Abdul wants to apply for an SM rewards card since he always goes shopping there. The application form to be filled out requires his blood type and political affiliation. Can SM collect such info?

A

No. It is excessive for a rewards card and violates the principle of proportionality.

42
Q

Under the Rules of Court, what are examples of privileged information?

A

Privileged information are all forms of data which constitute privileged communication under pertinent laws such as:

a. Attorney-client privilege
b. Doctor-patient privilege
c. Marital privilege
d.
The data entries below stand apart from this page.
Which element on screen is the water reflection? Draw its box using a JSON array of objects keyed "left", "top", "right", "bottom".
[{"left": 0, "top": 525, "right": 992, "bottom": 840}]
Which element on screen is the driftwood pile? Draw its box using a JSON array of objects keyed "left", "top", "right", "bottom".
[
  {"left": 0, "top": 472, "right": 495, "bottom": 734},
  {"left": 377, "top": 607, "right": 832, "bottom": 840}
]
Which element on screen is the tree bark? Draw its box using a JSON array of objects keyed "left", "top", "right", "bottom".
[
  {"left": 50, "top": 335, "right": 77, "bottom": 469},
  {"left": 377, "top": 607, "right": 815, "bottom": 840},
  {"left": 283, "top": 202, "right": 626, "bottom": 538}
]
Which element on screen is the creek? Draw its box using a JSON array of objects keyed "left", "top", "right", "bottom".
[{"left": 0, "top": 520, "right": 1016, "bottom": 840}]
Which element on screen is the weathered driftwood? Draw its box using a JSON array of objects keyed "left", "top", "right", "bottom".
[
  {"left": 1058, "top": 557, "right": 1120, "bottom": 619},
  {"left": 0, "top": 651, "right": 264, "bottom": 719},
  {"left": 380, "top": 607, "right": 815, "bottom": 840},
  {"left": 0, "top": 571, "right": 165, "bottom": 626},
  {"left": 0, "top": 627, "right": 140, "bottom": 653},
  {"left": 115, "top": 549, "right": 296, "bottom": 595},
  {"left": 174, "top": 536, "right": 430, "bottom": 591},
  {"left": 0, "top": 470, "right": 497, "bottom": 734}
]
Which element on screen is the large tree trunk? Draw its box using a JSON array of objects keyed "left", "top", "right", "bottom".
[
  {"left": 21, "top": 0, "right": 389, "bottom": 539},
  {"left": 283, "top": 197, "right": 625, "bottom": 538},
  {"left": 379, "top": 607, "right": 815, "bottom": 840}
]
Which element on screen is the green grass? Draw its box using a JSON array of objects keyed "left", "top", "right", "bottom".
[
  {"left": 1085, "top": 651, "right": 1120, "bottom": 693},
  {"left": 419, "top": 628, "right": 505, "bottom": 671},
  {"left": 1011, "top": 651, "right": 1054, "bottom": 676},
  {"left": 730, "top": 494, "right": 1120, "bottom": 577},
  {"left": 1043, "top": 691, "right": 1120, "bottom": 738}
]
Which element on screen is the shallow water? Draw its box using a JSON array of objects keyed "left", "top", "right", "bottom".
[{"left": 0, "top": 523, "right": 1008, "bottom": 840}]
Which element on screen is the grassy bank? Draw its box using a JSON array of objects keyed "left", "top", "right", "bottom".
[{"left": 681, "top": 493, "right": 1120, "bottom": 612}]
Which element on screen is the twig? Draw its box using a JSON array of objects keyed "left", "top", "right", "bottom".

Priest-confessor privilege

43
Q

T or F
If there is a likelihood of risk to individuals because of breach, the data processor must report the data breach within 48 hours.

A

False, 72 hours.

44
Q

T or F
In entering into any contract that may involve accessing or requiring sensitive personal information from 1000 or more individuals, an agency shall require a contractor to register their PERSONAL INFORMATION PROCESSING SYSTEM with the Commission.

A

True.

45
Q

When is the maximum penalty meted out for crimes provided in the DPA?

A

Maximum penalty shall be imposed when the personal information of AT LEAST 100 PERSONS IS HARMED.

46
Q

T or F
A personal information controller outside of the Philippines is covered by the Data Privacy Act even if the personal information pertain to Philippine residents or citizens

A

true.

47
Q

A data subject has the right to data portability. What does data portability mean?

A

It means that the data subject has the right to obtain a copy of his personal information.